Capítulo 3

Acordei num quarto de hospital branco e estéril.

A primeira coisa que notei foi o silêncio. O meu corpo estava diferente.

A minha barriga estava vazia. Lisa.

A minha mãe, Helena, estava sentada numa cadeira ao meu lado, os olhos vermelhos e inchados.

Ela segurou a minha mão.

"Lia, minha querida..."

Não precisei que ela dissesse mais nada. Eu já sabia. O meu bebé tinha-se ido.

O silêncio no quarto era mais pesado que qualquer som.

"Onde está o Marcos?", perguntei, a voz rouca.

A minha mãe desviou o olhar. "Ele... ele ainda não veio."

Claro que não.

Pedi o meu telemóvel à minha mãe. As minhas mãos não tremiam. Estavam frias, firmes.

Liguei para o Marcos. Desta vez, ele atendeu ao segundo toque.

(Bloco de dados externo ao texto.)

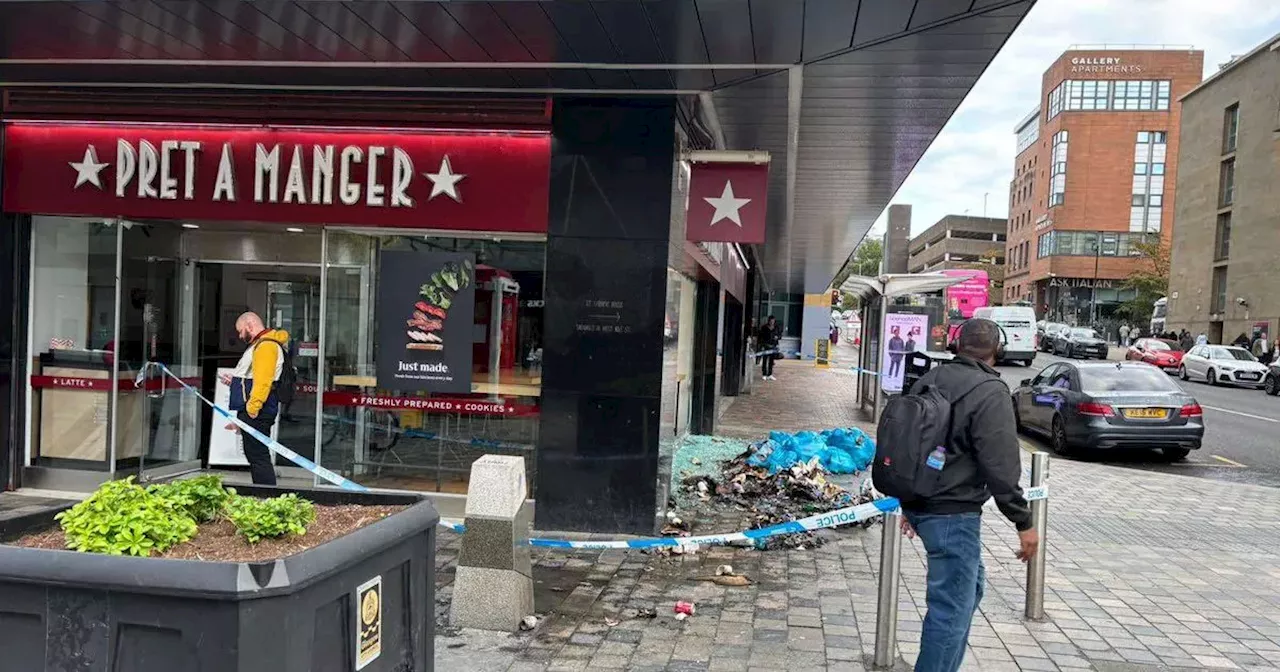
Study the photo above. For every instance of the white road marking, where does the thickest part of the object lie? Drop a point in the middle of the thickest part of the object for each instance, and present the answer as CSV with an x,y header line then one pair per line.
x,y
1239,414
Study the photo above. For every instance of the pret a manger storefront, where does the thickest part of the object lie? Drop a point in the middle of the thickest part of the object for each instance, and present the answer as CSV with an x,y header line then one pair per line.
x,y
407,266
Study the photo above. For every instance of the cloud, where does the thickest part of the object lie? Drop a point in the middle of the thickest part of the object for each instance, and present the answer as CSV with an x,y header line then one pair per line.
x,y
974,154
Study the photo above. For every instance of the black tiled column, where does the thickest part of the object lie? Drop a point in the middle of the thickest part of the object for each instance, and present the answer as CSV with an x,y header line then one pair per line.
x,y
612,163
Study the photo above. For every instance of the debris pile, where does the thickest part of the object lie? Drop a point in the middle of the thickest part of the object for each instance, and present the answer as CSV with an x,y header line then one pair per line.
x,y
771,484
839,451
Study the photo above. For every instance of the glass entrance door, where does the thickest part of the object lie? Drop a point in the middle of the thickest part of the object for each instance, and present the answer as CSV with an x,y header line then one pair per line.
x,y
158,419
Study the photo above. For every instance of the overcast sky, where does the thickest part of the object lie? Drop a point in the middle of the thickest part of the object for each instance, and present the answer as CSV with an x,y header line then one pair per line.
x,y
974,152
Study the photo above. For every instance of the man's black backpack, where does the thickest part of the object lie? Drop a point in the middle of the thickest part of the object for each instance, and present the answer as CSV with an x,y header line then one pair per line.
x,y
912,442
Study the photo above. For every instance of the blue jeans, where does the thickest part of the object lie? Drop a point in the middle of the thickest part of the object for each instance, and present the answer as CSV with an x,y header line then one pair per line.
x,y
955,583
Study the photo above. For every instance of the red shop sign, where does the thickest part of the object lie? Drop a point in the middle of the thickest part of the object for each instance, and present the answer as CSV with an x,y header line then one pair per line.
x,y
438,405
469,181
104,384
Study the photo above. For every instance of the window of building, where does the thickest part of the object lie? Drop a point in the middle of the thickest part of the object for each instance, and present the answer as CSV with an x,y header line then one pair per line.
x,y
1219,289
1223,238
1230,127
1055,101
1088,95
1057,177
1226,183
1148,182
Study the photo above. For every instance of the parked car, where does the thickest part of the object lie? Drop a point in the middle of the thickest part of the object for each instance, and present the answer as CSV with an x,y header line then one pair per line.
x,y
1018,324
1080,342
1047,334
1271,383
1217,365
1110,405
1161,353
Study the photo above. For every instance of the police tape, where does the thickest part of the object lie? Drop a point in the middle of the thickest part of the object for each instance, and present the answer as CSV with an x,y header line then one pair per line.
x,y
832,519
272,444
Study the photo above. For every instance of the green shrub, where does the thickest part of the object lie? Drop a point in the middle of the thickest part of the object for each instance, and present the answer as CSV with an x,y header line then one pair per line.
x,y
260,519
202,497
123,519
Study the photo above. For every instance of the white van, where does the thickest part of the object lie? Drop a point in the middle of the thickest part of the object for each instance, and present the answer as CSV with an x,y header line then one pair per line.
x,y
1019,327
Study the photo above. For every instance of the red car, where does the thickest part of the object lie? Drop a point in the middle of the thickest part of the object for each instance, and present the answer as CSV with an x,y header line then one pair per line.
x,y
1166,355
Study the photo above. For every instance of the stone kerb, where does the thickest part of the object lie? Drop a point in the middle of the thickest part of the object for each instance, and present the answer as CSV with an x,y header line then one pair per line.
x,y
493,588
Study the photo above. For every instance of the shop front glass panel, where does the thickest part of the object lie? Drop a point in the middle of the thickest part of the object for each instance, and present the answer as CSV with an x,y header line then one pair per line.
x,y
426,440
158,421
72,338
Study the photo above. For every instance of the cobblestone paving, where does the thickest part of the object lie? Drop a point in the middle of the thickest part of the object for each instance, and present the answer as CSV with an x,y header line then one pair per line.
x,y
1146,571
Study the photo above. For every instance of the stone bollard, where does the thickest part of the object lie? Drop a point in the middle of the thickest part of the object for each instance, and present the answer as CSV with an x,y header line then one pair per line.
x,y
493,588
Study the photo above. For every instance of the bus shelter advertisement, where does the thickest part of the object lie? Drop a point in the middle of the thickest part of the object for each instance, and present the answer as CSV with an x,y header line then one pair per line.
x,y
968,296
904,333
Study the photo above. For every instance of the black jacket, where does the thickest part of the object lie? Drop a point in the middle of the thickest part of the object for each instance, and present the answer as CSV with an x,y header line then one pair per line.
x,y
984,457
767,338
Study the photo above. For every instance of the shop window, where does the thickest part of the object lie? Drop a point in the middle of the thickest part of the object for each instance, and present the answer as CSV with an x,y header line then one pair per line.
x,y
410,400
72,346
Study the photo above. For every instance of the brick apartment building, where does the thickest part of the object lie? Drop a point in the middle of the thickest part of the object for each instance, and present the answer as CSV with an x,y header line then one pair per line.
x,y
1095,173
1226,233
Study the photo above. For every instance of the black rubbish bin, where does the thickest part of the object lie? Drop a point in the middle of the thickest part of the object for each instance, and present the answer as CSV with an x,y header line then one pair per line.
x,y
365,600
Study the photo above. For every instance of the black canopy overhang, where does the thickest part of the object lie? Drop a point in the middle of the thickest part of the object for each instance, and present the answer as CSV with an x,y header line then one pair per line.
x,y
845,95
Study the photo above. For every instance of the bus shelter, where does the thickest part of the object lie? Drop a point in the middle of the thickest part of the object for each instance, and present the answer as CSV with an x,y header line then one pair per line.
x,y
874,296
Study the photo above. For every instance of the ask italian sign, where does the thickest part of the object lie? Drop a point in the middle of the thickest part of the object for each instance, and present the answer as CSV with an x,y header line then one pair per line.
x,y
484,181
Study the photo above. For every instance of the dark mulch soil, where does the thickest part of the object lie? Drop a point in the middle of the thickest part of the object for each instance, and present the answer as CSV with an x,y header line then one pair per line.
x,y
218,542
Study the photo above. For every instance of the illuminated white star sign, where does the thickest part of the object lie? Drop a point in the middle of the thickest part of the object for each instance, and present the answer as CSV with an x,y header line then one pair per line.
x,y
727,206
88,169
444,181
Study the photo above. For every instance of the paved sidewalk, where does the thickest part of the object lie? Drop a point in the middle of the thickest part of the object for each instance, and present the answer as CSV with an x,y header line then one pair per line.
x,y
1146,571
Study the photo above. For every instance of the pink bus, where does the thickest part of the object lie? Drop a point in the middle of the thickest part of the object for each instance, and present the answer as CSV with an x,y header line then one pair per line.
x,y
964,298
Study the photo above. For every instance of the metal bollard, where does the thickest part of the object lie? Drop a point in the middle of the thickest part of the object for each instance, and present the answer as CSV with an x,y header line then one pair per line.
x,y
1040,520
886,603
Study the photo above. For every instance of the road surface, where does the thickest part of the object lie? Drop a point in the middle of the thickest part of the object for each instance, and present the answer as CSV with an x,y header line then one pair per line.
x,y
1240,430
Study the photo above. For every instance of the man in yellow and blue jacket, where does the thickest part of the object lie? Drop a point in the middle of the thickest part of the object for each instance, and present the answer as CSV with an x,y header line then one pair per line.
x,y
254,391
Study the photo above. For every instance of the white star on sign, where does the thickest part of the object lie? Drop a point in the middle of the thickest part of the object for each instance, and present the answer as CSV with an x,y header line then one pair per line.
x,y
88,169
446,181
727,206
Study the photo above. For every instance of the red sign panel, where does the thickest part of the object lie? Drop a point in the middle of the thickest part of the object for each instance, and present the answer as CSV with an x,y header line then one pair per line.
x,y
104,384
727,202
417,403
461,181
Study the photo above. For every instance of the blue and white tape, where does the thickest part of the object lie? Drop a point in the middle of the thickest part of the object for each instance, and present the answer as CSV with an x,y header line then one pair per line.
x,y
821,521
274,446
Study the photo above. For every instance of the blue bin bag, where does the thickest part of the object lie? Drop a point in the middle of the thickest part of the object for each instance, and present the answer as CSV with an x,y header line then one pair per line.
x,y
839,451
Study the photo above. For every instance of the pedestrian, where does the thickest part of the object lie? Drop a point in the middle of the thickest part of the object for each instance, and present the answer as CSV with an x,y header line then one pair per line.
x,y
1262,347
767,339
254,394
981,461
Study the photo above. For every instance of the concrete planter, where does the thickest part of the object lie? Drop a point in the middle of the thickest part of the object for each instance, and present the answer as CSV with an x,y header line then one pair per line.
x,y
311,612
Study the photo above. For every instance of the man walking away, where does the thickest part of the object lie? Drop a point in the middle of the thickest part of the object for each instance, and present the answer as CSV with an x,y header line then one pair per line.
x,y
766,341
255,397
981,461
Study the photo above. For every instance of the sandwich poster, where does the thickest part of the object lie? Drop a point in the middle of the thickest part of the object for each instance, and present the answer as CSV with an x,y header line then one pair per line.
x,y
425,321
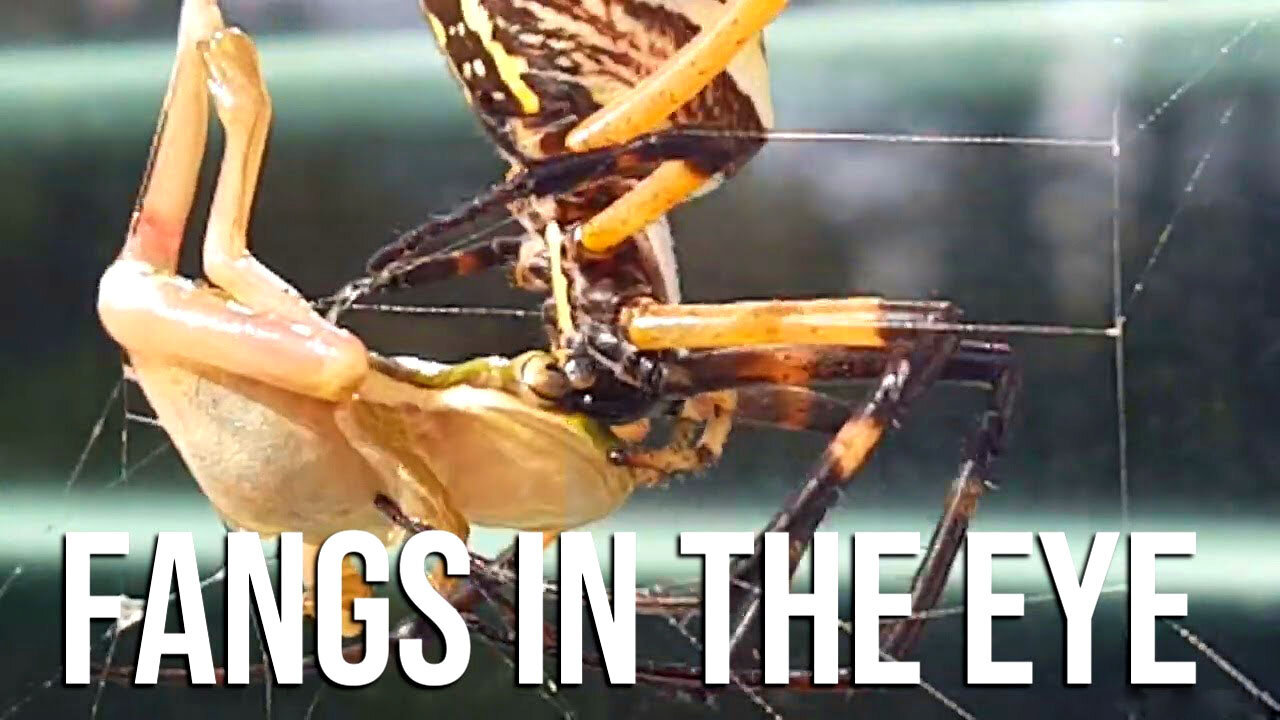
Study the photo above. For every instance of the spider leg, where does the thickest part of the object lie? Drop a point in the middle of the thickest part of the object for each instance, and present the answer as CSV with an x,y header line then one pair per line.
x,y
567,172
679,80
1002,379
851,322
908,373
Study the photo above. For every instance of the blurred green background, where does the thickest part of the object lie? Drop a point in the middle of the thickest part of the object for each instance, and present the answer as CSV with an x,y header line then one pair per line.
x,y
371,136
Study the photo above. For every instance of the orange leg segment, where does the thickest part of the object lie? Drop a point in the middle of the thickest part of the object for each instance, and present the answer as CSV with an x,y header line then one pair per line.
x,y
679,80
855,322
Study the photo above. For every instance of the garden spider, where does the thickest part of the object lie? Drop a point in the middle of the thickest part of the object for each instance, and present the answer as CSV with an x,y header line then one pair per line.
x,y
611,114
286,420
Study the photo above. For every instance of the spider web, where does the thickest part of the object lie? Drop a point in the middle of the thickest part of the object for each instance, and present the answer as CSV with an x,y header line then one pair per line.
x,y
1125,295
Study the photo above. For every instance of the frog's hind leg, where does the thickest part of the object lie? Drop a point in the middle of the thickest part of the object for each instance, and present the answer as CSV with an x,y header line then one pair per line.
x,y
264,331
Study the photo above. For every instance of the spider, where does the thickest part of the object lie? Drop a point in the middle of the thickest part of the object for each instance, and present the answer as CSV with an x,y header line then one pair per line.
x,y
611,114
288,422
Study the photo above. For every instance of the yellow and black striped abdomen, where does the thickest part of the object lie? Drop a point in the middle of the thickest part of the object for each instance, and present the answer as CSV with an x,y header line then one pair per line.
x,y
533,69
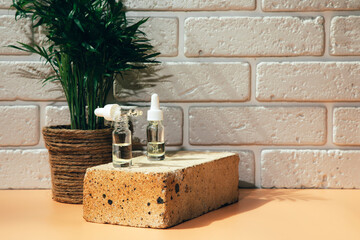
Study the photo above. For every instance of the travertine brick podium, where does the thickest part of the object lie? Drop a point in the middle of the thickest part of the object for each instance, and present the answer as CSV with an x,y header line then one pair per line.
x,y
161,194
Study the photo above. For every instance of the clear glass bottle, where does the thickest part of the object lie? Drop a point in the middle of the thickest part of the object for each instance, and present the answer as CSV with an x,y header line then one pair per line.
x,y
121,144
155,141
155,131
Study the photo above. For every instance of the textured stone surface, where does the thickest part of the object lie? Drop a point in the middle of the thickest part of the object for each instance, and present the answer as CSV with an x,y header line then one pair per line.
x,y
24,169
163,33
12,31
310,168
311,5
20,125
308,81
210,5
257,125
183,82
161,194
5,4
345,35
246,169
57,115
253,36
23,81
173,123
346,124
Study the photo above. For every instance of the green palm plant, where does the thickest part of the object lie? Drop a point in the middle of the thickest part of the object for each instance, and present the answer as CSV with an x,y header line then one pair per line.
x,y
88,42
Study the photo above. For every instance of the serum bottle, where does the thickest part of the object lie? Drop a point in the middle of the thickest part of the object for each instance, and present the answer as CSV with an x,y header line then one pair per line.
x,y
155,131
121,146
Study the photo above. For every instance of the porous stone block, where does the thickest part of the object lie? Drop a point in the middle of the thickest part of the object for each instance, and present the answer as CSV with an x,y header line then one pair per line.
x,y
161,194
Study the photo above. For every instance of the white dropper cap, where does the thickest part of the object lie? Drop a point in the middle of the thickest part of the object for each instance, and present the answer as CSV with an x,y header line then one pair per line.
x,y
155,114
110,112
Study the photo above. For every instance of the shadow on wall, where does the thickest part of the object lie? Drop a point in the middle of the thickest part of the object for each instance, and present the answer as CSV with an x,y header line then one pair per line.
x,y
249,199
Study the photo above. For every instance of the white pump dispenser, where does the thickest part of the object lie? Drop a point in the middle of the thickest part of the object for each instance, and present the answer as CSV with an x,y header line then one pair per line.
x,y
155,114
155,131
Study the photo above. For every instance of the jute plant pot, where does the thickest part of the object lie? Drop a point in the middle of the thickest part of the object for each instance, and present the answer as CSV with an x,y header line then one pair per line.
x,y
71,152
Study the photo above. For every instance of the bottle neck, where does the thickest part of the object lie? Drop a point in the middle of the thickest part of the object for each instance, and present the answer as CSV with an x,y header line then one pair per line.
x,y
122,123
155,122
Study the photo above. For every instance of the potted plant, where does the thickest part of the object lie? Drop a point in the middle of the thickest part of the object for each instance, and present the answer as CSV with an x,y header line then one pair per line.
x,y
87,44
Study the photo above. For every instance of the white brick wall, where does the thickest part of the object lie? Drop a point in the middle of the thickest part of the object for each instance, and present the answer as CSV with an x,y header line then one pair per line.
x,y
191,82
24,169
308,81
23,81
257,125
19,125
346,126
256,36
276,81
164,35
210,5
312,5
345,35
310,168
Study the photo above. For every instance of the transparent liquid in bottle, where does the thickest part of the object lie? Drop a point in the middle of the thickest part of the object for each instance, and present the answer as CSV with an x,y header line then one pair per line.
x,y
156,150
122,154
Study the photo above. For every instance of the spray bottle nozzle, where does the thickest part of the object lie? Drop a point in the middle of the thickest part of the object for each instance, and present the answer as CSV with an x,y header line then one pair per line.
x,y
155,114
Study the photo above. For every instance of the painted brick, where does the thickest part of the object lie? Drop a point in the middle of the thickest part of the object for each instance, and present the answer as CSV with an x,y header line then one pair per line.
x,y
346,126
5,4
246,169
23,81
57,115
253,36
175,5
24,169
163,33
13,31
308,81
310,168
317,5
257,125
173,123
20,125
185,82
345,35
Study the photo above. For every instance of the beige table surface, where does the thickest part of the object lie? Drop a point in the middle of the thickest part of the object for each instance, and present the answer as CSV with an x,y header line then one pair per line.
x,y
259,214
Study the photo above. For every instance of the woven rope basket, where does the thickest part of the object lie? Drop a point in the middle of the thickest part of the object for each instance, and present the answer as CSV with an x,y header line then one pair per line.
x,y
71,152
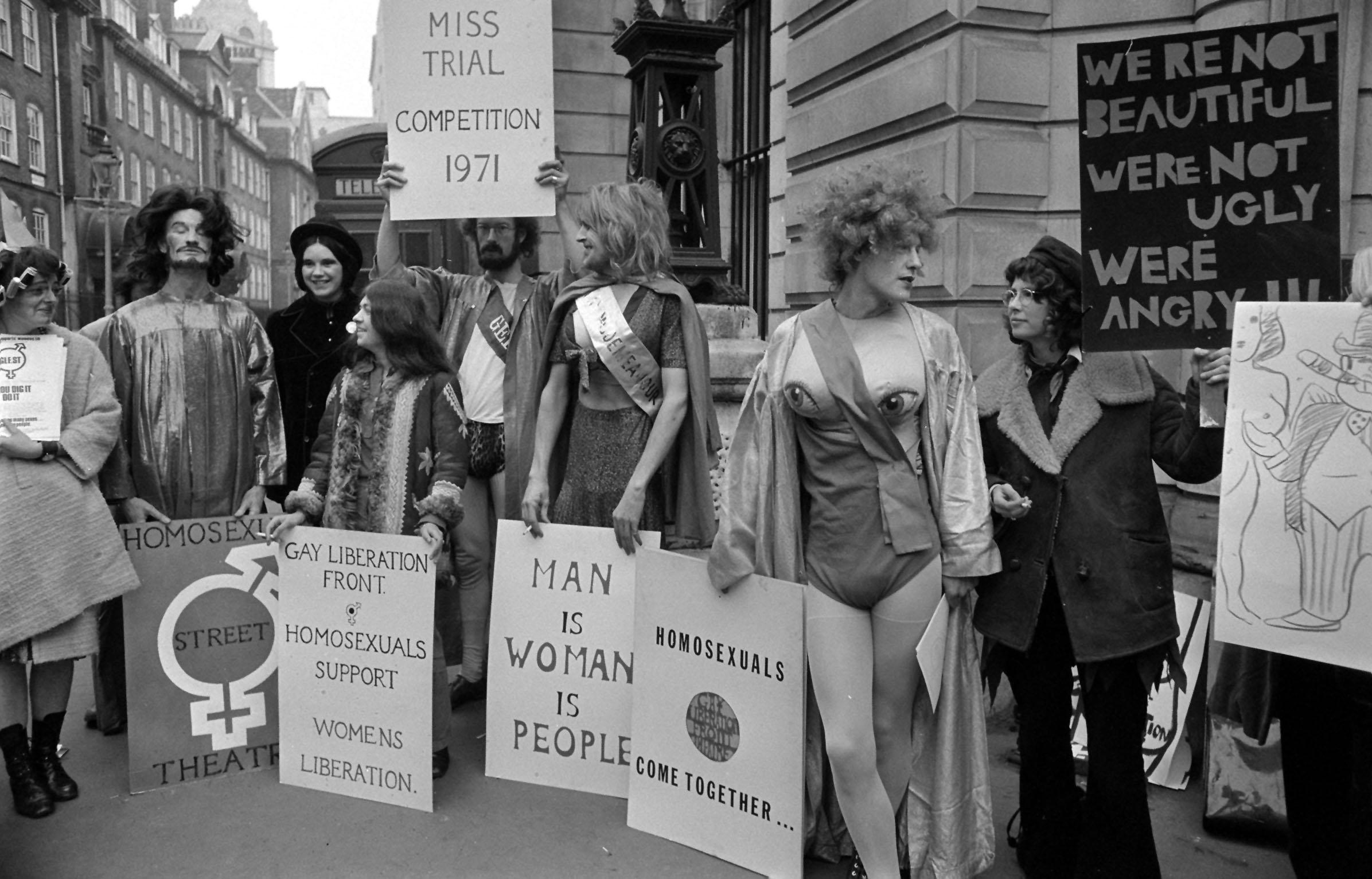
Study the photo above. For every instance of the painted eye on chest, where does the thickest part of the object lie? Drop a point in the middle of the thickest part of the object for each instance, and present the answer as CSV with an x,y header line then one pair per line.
x,y
800,400
898,404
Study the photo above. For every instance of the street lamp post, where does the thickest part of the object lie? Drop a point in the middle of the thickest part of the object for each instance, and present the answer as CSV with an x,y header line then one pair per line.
x,y
104,166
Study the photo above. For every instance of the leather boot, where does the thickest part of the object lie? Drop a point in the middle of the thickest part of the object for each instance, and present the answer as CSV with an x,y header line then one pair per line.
x,y
30,798
46,760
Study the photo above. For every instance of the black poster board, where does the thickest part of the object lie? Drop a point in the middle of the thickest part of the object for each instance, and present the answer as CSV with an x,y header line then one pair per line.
x,y
1209,173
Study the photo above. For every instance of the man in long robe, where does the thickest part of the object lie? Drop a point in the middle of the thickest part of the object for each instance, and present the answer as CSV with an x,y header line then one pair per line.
x,y
202,431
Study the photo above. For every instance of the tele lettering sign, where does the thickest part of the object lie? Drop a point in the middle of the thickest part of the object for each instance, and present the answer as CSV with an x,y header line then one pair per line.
x,y
1209,175
470,106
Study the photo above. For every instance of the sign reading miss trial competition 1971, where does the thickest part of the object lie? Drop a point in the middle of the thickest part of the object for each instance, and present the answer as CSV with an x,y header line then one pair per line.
x,y
201,650
357,675
470,106
1209,173
719,723
562,661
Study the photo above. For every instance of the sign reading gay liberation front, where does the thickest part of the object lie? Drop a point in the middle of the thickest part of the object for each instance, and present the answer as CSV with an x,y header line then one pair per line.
x,y
32,374
470,106
1209,175
1297,501
357,675
562,661
1167,756
719,727
201,650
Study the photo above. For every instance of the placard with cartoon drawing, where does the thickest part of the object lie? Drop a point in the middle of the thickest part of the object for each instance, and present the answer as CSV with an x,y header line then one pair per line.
x,y
1296,508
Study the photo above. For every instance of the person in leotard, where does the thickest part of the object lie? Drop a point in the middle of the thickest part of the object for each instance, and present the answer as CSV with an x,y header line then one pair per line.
x,y
866,402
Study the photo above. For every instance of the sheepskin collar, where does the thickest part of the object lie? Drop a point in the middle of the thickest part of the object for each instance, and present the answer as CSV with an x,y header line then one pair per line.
x,y
1104,379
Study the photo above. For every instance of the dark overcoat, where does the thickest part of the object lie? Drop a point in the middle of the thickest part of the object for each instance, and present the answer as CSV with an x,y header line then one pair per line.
x,y
310,344
1096,511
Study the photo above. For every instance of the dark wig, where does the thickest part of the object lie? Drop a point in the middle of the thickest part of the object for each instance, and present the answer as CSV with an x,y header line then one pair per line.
x,y
398,316
150,264
13,264
1063,300
529,225
350,267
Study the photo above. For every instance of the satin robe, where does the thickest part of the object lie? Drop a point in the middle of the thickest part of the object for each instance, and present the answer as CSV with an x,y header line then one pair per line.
x,y
202,418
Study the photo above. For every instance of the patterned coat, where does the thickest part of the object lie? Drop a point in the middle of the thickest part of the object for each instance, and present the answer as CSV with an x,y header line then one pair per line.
x,y
419,448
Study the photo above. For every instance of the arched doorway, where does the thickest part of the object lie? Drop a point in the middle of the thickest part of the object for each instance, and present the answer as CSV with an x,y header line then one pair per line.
x,y
346,165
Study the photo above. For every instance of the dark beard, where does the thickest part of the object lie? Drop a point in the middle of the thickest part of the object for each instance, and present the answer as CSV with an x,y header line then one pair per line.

"Lia? Estás bem? Os bombeiros ligaram-me. Desculpa, a bateria do meu telemóvel acabou."

Uma desculpa fraca. Patética.

"O bebé morreu, Marcos."

Disse as palavras de forma direta. Sem emoção.

Houve um silêncio do outro lado. Um silêncio que durou demasiado tempo.

"O quê? Como assim? O que é que tu fizeste?"

A culpa era minha, claro.

"Eu? Eu estava presa numa inundação para a qual tu me mandaste esperar sozinha."

Respirei fundo.

"Quero o divórcio."

A fúria dele explodiu através do telefone.

"Divórcio? Estás louca? Depois de tudo o que eu fiz por ti? A Sofia estava a passar por um momento terrível! Tu não tens um pingo de compaixão?"

Compaixão. Ele ousava falar de compaixão.

"Não me fales de compaixão, Marcos. Acabou. Vou avançar com o divórcio."

Desliguei antes que ele pudesse responder.

Mal tinha pousado o telemóvel, o da minha mãe começou a tocar.

Ela olhou para o ecrã. "É o Sérgio."

O pai do Marcos. Meu sogro.

A minha mãe atendeu, a mão a tremer.

A voz do Sérgio era tão alta que eu conseguia ouvi-la do outro lado do quarto.

"Helena! Que raio de filha é que tu criaste? Ameaçar o meu filho com o divórcio numa altura destas? Ela não tem vergonha? Depois de o Marcos ter passado a noite a ajudar uma amiga em necessidade, é esta a gratidão que ele recebe?"

Ajudar uma amiga em necessidade.

O meu filho estava morto. E eu era a ingrata.

Fechei os olhos. A decisão estava tomada. Não havia volta a dar.